Attacks on the Press in 1997 - Papua New Guinea
|Publisher||Committee to Protect Journalists|
|Publication Date||February 1998|
|Cite as||Committee to Protect Journalists, Attacks on the Press in 1997 - Papua New Guinea, February 1998, available at: http://www.refworld.org/docid/47c56546c.html [accessed 21 September 2014]|
Fears that Papua New Guinea's generally open media climate might evaporate eased after vigorous protests by press and civil liberties groups led authorities in February to shelve a proposal for a pair of media licensing and regulation bills modeled on repressive laws in Singapore and Malaysia. The decision handed down by the Constitutional Review Commission said, "It cannot be stressed enough that independence of the media and the communication industry are paramount to ensuring that democratic processes are respected. Freedom of expression and freedom of the press must not be violated or suppressed in any manner or form. These constitutionally enshrined freedoms must be respected as essential elements of a free and democratic society."

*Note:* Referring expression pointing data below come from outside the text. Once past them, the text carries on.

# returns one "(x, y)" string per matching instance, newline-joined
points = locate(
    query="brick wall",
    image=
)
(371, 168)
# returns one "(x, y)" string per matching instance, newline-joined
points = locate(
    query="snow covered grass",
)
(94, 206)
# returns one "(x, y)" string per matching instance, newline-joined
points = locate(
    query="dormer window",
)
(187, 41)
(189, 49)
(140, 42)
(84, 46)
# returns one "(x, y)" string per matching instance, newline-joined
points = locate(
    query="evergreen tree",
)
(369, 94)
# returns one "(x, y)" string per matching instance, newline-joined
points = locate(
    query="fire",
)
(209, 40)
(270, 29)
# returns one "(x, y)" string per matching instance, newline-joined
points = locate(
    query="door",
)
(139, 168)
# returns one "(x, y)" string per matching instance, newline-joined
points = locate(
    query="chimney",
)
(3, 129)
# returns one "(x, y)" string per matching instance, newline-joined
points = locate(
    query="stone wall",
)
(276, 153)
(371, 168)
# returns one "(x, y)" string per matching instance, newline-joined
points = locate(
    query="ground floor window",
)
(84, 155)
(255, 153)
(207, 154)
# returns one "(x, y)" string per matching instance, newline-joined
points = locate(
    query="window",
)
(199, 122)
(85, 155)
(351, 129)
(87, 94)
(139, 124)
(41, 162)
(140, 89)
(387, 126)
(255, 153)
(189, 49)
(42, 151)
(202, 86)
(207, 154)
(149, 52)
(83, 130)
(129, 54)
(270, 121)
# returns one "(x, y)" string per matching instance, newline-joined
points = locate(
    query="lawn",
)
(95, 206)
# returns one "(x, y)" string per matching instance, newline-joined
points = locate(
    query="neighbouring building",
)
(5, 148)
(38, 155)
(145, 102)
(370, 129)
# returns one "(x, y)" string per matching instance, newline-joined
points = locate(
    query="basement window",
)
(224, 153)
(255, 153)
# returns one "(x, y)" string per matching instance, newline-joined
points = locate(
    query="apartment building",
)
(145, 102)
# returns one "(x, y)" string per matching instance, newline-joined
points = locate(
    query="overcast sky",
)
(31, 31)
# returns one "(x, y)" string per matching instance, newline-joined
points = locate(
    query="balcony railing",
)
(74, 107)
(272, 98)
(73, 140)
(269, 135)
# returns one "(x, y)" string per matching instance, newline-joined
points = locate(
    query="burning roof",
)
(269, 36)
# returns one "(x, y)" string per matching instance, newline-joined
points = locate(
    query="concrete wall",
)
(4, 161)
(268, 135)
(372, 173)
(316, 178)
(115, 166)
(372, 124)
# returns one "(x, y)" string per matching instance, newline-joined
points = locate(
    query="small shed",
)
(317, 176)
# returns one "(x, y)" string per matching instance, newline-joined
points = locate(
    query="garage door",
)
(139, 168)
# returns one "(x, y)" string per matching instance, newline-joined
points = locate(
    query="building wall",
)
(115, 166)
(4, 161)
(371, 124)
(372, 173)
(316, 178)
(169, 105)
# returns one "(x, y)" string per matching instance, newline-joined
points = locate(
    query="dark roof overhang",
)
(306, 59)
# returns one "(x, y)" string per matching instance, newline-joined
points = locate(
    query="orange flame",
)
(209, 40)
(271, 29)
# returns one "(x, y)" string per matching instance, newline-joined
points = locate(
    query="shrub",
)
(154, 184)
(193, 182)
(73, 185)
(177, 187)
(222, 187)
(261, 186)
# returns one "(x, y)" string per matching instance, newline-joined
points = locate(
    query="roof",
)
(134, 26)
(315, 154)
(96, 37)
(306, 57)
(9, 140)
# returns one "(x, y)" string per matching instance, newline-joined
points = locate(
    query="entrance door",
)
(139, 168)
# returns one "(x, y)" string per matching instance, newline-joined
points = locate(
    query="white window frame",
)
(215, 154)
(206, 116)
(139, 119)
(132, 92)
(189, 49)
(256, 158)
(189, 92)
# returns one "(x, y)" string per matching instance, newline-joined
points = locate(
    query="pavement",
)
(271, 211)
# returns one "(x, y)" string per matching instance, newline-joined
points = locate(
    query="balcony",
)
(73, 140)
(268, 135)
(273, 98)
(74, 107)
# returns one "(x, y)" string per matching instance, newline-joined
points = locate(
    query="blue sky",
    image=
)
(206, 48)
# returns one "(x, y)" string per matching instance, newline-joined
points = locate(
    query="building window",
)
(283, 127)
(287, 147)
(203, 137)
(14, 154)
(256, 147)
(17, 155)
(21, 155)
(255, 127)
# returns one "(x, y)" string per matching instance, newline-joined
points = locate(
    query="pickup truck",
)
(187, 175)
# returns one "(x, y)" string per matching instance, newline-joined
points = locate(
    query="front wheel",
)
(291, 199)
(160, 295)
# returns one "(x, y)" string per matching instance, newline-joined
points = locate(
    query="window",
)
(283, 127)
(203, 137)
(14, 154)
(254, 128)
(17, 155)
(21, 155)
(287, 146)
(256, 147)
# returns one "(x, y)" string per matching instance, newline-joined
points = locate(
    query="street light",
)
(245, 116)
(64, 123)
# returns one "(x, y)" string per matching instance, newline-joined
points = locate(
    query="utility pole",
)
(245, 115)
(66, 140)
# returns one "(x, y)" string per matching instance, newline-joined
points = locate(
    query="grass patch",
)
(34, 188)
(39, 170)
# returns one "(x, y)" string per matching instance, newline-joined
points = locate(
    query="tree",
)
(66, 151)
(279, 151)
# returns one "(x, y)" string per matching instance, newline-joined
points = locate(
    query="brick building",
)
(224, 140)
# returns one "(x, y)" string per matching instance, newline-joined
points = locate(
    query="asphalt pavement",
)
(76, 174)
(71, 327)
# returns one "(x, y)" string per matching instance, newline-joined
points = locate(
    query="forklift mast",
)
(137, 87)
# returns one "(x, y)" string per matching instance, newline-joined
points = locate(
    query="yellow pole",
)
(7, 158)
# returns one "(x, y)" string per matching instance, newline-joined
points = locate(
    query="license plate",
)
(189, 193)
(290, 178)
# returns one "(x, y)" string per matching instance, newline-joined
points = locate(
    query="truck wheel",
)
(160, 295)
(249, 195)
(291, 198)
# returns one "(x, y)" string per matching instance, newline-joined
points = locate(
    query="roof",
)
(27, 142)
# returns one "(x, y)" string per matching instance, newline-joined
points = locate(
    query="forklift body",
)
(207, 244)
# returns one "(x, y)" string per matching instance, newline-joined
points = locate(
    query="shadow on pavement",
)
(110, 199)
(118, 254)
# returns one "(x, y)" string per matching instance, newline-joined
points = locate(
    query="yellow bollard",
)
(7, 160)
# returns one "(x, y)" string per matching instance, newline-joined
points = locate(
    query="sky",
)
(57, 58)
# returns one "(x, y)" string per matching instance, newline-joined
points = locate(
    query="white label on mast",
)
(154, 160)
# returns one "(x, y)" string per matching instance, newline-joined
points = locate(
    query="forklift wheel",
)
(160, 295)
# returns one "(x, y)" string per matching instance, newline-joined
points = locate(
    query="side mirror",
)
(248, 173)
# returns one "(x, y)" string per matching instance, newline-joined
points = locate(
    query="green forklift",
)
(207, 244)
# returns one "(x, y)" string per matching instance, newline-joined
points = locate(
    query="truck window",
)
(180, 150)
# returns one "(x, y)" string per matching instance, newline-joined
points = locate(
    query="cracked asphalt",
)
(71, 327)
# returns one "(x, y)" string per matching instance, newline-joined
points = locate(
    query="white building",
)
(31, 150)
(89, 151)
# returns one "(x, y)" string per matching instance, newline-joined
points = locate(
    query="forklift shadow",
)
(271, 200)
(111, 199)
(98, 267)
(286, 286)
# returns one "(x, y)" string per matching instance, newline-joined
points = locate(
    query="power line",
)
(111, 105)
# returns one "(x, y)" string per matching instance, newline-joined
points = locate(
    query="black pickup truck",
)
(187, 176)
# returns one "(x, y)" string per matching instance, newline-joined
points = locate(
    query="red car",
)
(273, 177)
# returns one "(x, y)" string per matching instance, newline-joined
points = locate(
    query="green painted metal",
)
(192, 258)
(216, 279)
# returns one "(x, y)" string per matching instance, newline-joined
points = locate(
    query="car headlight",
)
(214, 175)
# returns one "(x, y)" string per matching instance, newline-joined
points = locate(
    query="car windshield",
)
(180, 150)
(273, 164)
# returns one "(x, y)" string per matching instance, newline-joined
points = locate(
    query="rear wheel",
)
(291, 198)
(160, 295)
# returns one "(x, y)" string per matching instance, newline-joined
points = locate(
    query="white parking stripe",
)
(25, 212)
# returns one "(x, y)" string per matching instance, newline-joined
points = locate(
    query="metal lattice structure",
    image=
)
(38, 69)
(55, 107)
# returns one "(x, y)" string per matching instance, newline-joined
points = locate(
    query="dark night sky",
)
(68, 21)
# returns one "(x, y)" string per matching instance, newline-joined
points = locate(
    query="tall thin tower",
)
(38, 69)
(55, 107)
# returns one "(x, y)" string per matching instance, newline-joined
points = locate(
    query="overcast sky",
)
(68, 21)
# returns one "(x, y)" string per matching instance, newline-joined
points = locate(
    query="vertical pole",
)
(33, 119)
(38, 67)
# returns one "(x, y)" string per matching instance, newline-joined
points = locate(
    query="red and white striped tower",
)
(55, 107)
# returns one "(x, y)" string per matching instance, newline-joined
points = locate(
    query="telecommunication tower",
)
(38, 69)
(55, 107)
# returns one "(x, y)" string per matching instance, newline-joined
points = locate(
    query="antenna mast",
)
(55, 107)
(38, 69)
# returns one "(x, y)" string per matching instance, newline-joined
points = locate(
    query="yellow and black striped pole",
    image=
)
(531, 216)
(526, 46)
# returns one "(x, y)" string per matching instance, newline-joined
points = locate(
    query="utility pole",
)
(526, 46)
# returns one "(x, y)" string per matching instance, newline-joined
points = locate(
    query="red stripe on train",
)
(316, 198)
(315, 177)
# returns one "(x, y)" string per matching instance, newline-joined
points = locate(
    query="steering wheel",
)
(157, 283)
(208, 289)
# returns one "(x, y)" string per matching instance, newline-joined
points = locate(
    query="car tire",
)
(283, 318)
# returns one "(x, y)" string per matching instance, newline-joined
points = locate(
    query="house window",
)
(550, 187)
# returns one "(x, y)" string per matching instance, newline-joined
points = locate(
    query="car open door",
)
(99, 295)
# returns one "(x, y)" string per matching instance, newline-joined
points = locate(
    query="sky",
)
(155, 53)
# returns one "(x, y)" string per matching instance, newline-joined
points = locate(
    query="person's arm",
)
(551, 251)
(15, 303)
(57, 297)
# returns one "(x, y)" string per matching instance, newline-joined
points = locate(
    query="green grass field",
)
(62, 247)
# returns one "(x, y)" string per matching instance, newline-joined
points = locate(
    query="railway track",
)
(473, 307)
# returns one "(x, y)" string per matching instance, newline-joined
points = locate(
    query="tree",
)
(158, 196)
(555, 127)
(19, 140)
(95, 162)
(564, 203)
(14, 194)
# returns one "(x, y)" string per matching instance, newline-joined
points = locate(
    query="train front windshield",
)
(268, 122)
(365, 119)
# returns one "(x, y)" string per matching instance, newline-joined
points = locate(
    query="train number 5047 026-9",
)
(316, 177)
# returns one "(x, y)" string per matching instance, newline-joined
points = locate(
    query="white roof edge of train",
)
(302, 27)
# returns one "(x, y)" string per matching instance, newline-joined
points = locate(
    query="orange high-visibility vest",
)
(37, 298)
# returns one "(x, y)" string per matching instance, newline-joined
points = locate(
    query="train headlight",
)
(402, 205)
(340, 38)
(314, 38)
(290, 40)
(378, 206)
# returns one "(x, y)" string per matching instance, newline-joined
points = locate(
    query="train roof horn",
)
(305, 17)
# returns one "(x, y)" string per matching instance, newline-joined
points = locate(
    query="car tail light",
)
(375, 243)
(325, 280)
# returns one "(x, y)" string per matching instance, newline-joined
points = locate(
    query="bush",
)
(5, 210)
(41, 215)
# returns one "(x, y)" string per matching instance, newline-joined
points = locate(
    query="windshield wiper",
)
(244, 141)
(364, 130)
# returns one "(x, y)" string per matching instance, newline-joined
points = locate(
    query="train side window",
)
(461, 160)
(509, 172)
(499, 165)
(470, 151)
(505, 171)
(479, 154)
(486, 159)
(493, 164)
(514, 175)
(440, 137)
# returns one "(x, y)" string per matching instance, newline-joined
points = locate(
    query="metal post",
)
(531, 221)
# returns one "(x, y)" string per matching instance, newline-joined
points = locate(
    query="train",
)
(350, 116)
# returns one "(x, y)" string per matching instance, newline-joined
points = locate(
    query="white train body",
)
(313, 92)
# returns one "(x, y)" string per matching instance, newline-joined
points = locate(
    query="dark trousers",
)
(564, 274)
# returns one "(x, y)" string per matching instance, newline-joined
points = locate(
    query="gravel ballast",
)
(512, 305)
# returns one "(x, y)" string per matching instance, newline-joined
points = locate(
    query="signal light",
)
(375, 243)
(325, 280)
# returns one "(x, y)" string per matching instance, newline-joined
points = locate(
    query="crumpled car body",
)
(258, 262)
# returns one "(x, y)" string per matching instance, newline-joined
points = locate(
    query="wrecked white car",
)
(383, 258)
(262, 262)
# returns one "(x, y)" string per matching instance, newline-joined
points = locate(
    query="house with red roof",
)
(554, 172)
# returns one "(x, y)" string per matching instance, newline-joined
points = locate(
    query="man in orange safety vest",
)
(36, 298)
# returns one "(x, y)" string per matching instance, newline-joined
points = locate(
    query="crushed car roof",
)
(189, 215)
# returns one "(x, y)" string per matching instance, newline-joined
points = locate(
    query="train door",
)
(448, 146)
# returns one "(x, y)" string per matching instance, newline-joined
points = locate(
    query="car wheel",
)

It had been feared that the government of then-prime minister Julius Chan would use the proposed bills to shackle the press and help guarantee his reelection. Instead, Chan found himself out of a job after his government was found to have contracted with British mercenaries to aid the army in battling an insurgency on the island of Bouganville.
Journalists had been routinely barred from traveling independently to Bouganville since the strife began in 1988. In February, Defense Minister Mathias Ijape ordered Papua New Guinea security forces to apprehend two foreign journalists, Andrew Marshall, a British citizen on assignment for Esquire magazine, and Wayne-Cole Johannes, a free-lance Australian television producer, who had entered Bouganville illegally, and fly them to the capital, Port Moresby, for prosecution, but the reporters escaped.
Following Chan's ouster, Bill Skate took office as prime minister in July and is seeking a negotiated settlement with rebels in a conflict that has claimed some 20,000 lives. As authorities anticipate a negotiated conclusion to the conflict, Bouganville has been reopened to journalists, dispelling some of the mystery surrounding conditions on the island that prevailed during the war.